The article pointed to the recent expert-level negotiations between the representatives of Iran and the P5+1 (permanent members of the UN Security Council plus Germany) in the Turkish city of Istanbul and pointed out that the result of the meetings indicate that “Iran has not been “softened up” by sanctions” and that Tehran’s conditions for a long-term agreement remain fundamentally the same.

The article also noted that the proposals tabled by the P5+1 indicate that, like the previous US administrations, the Obama administration is not willing to accept Iran’s rights and offer a package that interests Tehran.

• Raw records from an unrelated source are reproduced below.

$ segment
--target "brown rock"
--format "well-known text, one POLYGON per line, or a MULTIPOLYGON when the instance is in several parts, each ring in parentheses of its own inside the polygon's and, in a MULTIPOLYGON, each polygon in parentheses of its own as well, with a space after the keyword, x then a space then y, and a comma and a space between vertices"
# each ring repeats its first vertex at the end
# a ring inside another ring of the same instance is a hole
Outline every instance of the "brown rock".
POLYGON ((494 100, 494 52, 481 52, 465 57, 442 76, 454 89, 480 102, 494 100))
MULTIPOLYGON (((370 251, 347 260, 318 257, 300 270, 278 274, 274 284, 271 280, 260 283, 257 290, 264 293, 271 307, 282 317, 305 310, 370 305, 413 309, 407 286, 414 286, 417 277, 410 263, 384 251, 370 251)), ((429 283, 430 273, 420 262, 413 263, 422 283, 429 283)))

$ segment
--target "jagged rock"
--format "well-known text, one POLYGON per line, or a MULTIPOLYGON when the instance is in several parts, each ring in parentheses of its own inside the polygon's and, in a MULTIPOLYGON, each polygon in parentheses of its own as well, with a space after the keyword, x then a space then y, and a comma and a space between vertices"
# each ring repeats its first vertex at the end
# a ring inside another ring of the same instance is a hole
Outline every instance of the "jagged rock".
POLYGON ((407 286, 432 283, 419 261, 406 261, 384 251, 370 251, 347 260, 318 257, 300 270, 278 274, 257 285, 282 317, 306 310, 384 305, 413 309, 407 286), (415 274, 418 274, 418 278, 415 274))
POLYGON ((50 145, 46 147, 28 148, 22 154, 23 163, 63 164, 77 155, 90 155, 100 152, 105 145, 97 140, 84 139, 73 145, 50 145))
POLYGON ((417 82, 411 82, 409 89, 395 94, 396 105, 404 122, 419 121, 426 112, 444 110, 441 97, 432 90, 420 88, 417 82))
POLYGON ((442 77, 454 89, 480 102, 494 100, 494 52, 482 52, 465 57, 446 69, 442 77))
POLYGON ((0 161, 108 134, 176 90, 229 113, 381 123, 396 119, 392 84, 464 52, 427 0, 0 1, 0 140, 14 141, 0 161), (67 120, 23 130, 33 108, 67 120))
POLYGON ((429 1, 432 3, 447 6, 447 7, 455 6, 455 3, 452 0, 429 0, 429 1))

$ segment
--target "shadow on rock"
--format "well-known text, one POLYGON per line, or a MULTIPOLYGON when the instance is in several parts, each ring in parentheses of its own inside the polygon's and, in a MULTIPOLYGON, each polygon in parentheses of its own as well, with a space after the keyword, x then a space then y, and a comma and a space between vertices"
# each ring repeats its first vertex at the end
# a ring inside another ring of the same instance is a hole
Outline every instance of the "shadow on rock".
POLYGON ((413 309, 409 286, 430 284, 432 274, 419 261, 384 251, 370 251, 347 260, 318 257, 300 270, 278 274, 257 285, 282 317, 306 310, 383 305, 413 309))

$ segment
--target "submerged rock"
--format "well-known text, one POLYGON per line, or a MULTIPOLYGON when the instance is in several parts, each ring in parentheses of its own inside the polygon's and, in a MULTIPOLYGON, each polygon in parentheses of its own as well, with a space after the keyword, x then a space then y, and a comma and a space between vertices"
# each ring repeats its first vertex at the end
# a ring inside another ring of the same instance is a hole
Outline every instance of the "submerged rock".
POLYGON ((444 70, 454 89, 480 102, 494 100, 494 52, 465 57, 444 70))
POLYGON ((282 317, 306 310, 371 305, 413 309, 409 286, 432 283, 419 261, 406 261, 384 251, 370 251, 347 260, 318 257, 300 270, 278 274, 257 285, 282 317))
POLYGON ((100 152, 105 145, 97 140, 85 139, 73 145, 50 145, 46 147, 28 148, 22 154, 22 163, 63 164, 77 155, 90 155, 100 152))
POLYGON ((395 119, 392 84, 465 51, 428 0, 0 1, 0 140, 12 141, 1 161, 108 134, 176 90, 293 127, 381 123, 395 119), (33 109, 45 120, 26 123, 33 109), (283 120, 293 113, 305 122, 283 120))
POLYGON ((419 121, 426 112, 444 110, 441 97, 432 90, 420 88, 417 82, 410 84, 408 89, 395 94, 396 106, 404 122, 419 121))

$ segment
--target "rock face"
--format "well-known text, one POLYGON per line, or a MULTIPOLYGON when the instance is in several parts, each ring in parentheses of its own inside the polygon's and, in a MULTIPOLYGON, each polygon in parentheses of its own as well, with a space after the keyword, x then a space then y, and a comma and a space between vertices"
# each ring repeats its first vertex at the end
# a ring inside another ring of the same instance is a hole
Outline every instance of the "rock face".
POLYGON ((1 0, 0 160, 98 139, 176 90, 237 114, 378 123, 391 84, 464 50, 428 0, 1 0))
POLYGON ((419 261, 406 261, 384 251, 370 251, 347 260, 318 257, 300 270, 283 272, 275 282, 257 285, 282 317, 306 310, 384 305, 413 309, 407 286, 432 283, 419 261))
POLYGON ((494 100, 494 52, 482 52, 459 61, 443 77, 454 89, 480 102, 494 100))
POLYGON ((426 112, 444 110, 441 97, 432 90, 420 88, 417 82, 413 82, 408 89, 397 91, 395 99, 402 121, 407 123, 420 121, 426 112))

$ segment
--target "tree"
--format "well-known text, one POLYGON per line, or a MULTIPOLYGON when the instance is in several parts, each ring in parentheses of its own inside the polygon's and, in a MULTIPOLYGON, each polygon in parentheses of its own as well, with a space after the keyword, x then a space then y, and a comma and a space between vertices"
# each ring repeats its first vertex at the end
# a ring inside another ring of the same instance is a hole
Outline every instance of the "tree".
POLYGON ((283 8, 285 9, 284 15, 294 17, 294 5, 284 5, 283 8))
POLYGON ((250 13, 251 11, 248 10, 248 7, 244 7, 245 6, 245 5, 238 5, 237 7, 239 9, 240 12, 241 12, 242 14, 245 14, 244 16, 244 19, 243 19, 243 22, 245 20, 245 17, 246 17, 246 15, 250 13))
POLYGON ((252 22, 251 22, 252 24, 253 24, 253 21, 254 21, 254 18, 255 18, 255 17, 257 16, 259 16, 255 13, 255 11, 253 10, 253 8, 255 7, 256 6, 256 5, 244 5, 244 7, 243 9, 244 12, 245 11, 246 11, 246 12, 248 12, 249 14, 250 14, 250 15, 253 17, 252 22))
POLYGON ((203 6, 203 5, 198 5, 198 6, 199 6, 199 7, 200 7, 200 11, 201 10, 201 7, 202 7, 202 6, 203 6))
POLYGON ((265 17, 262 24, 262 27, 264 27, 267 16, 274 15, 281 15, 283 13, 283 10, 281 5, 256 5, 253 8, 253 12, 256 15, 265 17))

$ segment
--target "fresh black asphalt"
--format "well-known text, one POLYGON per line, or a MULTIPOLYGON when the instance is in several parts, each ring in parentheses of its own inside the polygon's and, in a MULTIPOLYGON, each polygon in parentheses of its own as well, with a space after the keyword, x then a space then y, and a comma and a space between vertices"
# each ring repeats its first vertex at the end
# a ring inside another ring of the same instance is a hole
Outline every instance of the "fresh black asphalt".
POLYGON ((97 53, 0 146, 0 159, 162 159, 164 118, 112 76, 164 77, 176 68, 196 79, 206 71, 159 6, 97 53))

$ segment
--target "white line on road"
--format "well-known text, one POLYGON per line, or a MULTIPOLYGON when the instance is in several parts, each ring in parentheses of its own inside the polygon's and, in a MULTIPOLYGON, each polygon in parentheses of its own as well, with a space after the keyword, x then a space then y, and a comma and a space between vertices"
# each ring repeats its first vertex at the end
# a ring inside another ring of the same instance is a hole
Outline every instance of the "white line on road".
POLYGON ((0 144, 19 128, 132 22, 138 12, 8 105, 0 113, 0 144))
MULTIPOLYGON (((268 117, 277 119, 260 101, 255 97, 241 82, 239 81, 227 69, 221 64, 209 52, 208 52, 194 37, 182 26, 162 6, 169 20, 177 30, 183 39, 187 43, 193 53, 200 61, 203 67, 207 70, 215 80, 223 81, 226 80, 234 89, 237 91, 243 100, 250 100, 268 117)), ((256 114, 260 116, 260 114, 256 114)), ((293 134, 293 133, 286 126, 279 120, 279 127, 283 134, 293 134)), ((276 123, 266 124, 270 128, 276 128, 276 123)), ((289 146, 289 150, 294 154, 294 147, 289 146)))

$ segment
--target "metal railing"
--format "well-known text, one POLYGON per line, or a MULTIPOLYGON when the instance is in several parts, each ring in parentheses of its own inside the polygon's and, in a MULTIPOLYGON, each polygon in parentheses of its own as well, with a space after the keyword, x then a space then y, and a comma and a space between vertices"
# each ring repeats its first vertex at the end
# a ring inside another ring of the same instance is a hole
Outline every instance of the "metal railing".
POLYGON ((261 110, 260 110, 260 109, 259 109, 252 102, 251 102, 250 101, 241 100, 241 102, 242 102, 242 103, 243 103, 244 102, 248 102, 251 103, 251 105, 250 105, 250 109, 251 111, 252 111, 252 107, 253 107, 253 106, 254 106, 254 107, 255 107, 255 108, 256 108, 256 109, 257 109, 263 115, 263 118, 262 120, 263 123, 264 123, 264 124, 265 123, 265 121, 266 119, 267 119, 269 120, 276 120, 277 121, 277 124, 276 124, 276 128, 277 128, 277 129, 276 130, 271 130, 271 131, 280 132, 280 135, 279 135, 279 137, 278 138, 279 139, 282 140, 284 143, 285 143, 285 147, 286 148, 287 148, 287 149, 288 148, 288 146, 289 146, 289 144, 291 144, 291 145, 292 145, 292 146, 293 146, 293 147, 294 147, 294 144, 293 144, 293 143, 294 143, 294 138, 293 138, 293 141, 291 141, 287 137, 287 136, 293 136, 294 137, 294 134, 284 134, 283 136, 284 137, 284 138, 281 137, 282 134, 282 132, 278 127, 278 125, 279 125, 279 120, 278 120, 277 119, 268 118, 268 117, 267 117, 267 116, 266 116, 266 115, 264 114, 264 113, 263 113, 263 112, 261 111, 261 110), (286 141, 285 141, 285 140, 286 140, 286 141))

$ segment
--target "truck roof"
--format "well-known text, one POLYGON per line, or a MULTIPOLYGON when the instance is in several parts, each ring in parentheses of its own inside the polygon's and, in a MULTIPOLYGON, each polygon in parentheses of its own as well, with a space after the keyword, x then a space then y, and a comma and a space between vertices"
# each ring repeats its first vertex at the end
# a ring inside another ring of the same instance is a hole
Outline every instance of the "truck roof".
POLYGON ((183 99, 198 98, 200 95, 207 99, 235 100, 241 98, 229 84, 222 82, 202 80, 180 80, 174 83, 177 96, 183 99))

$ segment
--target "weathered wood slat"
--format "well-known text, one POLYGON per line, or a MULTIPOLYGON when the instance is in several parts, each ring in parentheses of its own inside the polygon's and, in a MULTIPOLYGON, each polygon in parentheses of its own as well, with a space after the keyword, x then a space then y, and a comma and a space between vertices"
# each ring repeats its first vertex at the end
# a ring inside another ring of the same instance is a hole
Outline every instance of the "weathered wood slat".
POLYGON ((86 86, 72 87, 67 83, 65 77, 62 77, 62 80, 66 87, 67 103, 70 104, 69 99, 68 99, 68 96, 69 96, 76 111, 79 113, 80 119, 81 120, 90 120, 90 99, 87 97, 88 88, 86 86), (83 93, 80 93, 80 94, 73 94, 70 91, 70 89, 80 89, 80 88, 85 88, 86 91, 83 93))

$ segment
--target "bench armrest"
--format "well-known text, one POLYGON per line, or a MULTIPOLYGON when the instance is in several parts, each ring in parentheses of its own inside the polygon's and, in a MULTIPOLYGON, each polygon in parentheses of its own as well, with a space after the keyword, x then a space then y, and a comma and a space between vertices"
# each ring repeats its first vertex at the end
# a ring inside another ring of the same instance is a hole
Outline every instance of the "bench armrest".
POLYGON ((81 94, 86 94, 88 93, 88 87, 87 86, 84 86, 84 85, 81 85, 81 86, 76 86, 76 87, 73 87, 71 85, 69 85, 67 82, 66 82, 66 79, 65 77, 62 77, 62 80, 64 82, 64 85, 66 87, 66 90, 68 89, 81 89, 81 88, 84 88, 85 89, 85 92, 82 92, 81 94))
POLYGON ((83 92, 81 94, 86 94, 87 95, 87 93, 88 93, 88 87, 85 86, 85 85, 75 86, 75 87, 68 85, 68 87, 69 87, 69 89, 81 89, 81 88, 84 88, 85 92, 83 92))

“The United States is reaching the end of its ability to threaten ever more severe sanctions against third countries doing business with Iran — but rarely implement such “secondary” sanctions — without eroding the deterrent effect of the threat,” the analysts wrote.

The article argued that the US imposes secondary sanctions on key global players such as China, it will expose itself to serious risk of diplomatic, economic, and legal boomerang effects.
The American analysts noted that irrespective of Iran’s efforts to win international trust and the US campaign to ramp up pressures against the Islamic Republic, nothing can alleviate Israel’s so-called “concerns” about a nuclear-capable Iran.

The article argued that under such circumstances Obama will face “a choice as fateful as it is unpalatable:” Either he has to admit the “reality” that “the United States no longer has the wherewithal to dictate strategic outcomes in the Middle East,” or he could launch another war against another Middle Eastern nation to in fact “protect Israel’s military dominance over its own neighborhood.”

“The only way out of this self-generated dilemma is serious diplomacy, that treats Iranian interests in a serious way … to accept the Islamic Republic of Iran as an enduring political entity representing legitimate national interests, and to come to terms with it as an unavoidably important player in the Middle East,” the analysts concluded.